The first quarter of 2021 has not even closed yet and already we are seeing what could be some of the highest-priced Hamptons home sales of the year — and two of them are neighboring properties.
Topping the list so far are two $60 million oceanfront trades on properties off of East Hampton’s famed Further Lane, while a waterfront estate in Wainscott, last asking $56 million, is in contract.
Billionaire investor James Chanos, sold his three-acre property at 70 Further Lane for $59.5 million on February 5, according to the deed transfers this month, in what appears to be an off-market transaction. More recently, an oceanfront house next door at 30 Spaeth Lane, originally listed for $72 million, sold for $60 million, Hamptons Market Data reported. The last asking price was $67 million.
Listed with Peter Turino and Christopher Burnside of Brown Harris Stevens, the deal for the 7.7-acre property with a six-bedroom, five-bathroom house — that some may say is a teardown — closed on March 15. We hear Turino and Burnside are involved in the sale of Chanos’ property, as well.
Brown Harris Stevens declined to comment.
Chanos is the founder of Kynikos Associates, a firm specializing in short selling, perhaps best known for predicting the collapse of Enron. He’s been dubbed the “Darth Vader of Wall Street”, the “Catastrophe Capitalist” and the “LeBron James of short selling.”
A feud with another hedge-fund neighbor, over actual hedges, made tristate area headlines in 2007. The hedges lined a path to the beach that also separated Chanos’s property from that of Marc Spilker, a Goldman Sachs managing director, The New York Post reported at the time. It led to him sending a, somewhat famous, email to Spilker and his associates at Goldman Sachs over Spilker’s alleged sense of entitlement.
“I hope this is not a harbinger of how other Goldman senior executives may act when the markets become ‘just not lucrative enough for us!'” he wrote.
ABC reported in 2009 that Chanos paid $2.6 million for his home in 1991 — not a bad return considering the $59.5 million selling price. The buyer remains unknown as he or she was shielded under an LLC called 70 Further Lane Holdings.
The midcentury modern home at 30 Spaeth Lane had belonged to the estate of June Noble Smith Larkin Gibson, the Life Savers candy heiress, according to an article in The Wall Street Journal when the home went on the market in August of 2020.
Gibson, whose father, Edward J. Noble, founded not only the candy company but the television network ABC, died in June at the age of 98. She owned the midcentury modern home since the late 1960s.
According to the WSJ, the home was built around 1955 — and may be considered a teardown — for the late Otto Lucien Spaeth and his wife Eloise Spaeth, prominent art collectors where the small road, off of Further Lane got its name. Architects George Nelson and Gordon Chadwick, who was said to be a protégé of Frank Lloyd Wright, designed the shingle-style house with “an unusual undulating shingle wall on the rear side,” according to the Brown Harris Stevens listing at the time.
It is worth noting that 290 Further Lane, further east toward Amagansett, sold at the end of December 2020 for $57 million, in what turned out to be the third priciest sale of 2020.
Another high-end property, Burnt Point, most recently listed for $56 million with Bespoke Real Estate, is also in contract, WSJ reported. Billionaire former pharmaceuticals entrepreneur Stewart Rahr’s waterfront estate on a private peninsula at 38 Mathews Lane, was first listed the home for $95 million in 2015, with several price reductions over the past six years.

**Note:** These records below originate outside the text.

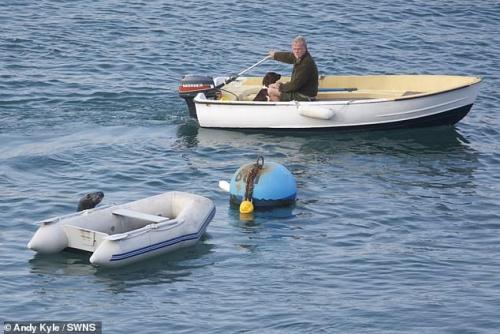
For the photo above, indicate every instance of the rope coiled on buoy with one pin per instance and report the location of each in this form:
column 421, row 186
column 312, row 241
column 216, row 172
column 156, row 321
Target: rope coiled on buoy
column 246, row 205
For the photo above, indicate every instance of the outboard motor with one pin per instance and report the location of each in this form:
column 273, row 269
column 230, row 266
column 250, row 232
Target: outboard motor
column 191, row 85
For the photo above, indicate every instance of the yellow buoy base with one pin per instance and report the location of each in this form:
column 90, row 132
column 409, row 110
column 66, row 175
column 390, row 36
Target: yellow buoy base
column 246, row 207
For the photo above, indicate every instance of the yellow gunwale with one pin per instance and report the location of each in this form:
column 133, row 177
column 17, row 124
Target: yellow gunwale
column 390, row 87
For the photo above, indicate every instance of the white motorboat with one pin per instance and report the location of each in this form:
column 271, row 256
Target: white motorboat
column 123, row 234
column 343, row 102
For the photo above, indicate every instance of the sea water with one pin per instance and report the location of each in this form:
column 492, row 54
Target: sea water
column 393, row 231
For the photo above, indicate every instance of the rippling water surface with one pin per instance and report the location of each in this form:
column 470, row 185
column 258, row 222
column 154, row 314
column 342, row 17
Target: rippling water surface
column 394, row 231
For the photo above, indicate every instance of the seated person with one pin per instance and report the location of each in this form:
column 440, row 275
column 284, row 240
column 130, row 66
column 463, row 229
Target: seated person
column 269, row 78
column 303, row 85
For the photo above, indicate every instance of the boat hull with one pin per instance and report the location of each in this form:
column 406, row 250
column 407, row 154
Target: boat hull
column 445, row 107
column 128, row 233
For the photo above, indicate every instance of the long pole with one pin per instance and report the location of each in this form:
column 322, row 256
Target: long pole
column 232, row 78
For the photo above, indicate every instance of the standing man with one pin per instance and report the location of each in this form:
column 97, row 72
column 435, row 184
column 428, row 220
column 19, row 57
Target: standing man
column 303, row 85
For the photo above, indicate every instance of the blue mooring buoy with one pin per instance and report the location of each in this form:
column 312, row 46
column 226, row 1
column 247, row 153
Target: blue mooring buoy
column 273, row 185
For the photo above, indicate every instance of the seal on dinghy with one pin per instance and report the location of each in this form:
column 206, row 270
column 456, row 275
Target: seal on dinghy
column 122, row 234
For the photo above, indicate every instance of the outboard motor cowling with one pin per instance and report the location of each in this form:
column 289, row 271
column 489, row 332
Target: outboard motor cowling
column 191, row 85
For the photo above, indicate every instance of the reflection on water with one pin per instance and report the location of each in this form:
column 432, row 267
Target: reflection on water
column 423, row 140
column 166, row 268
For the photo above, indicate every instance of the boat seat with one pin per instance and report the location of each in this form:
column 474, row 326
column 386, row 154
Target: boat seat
column 140, row 215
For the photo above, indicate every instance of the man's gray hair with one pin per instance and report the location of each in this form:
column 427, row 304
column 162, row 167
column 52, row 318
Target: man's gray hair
column 301, row 40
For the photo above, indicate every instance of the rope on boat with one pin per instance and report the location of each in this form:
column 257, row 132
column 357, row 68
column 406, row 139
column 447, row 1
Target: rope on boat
column 246, row 205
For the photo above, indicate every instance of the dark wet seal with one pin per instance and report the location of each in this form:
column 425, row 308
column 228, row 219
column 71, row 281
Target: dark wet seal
column 90, row 200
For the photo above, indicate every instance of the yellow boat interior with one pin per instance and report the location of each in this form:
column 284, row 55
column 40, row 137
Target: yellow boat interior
column 341, row 88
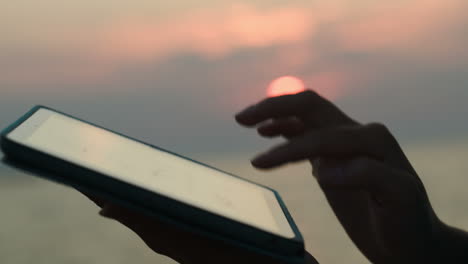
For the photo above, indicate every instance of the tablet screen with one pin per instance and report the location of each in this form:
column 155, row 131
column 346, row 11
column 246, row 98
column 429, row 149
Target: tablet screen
column 152, row 169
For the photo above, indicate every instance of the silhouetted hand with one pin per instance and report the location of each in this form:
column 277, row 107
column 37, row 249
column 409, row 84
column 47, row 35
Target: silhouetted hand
column 367, row 179
column 182, row 246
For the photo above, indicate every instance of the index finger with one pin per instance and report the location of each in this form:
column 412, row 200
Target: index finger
column 308, row 106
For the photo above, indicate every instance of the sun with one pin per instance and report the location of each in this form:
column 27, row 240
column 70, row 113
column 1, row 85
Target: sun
column 285, row 85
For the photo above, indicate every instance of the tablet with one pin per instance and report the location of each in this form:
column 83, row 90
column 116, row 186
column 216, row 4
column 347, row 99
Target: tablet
column 175, row 189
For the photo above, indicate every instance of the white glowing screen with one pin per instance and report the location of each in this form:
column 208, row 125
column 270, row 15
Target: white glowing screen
column 141, row 165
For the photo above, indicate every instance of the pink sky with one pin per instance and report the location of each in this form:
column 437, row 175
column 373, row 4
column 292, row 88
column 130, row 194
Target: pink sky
column 422, row 29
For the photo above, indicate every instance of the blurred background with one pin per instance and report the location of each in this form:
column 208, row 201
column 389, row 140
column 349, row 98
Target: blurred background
column 173, row 73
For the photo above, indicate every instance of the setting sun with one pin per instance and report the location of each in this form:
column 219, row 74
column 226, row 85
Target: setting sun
column 285, row 85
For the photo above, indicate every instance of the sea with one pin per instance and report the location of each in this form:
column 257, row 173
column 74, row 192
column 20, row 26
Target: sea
column 43, row 222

The 25,000-square-foot Gambrel-style mansion, custom designed by Francis Fleetwood, sits on 25 secluded acres on Georgica Pond, and boasts sweeping water views on three sides of the pond, as well as the Atlantic Ocean in the distance. Built in 2000, the home, with interior architectural details by Brian O’Keefe and the interior design work of Marjorie Shushan, has been featured in Architectural Digest. There are eight bedrooms, 10 full and four half bathrooms, and a separate guest wing, connected to the main house by an interior breezeway of Cotswold stone.
There are also several garage structures, such as a heated four-car garage on the lower level of the main home, and two garages house mechanical systems connected to the main home through underground tunnels.
The expansive grounds include a private dock, waterside pool with spa, gazebo, a sunken tennis court with a viewing pavilion, and a professional greenhouse complete with a potting room.
Rahr has owned Burnt Point since 2005, when he purchased it for approximately $40 million.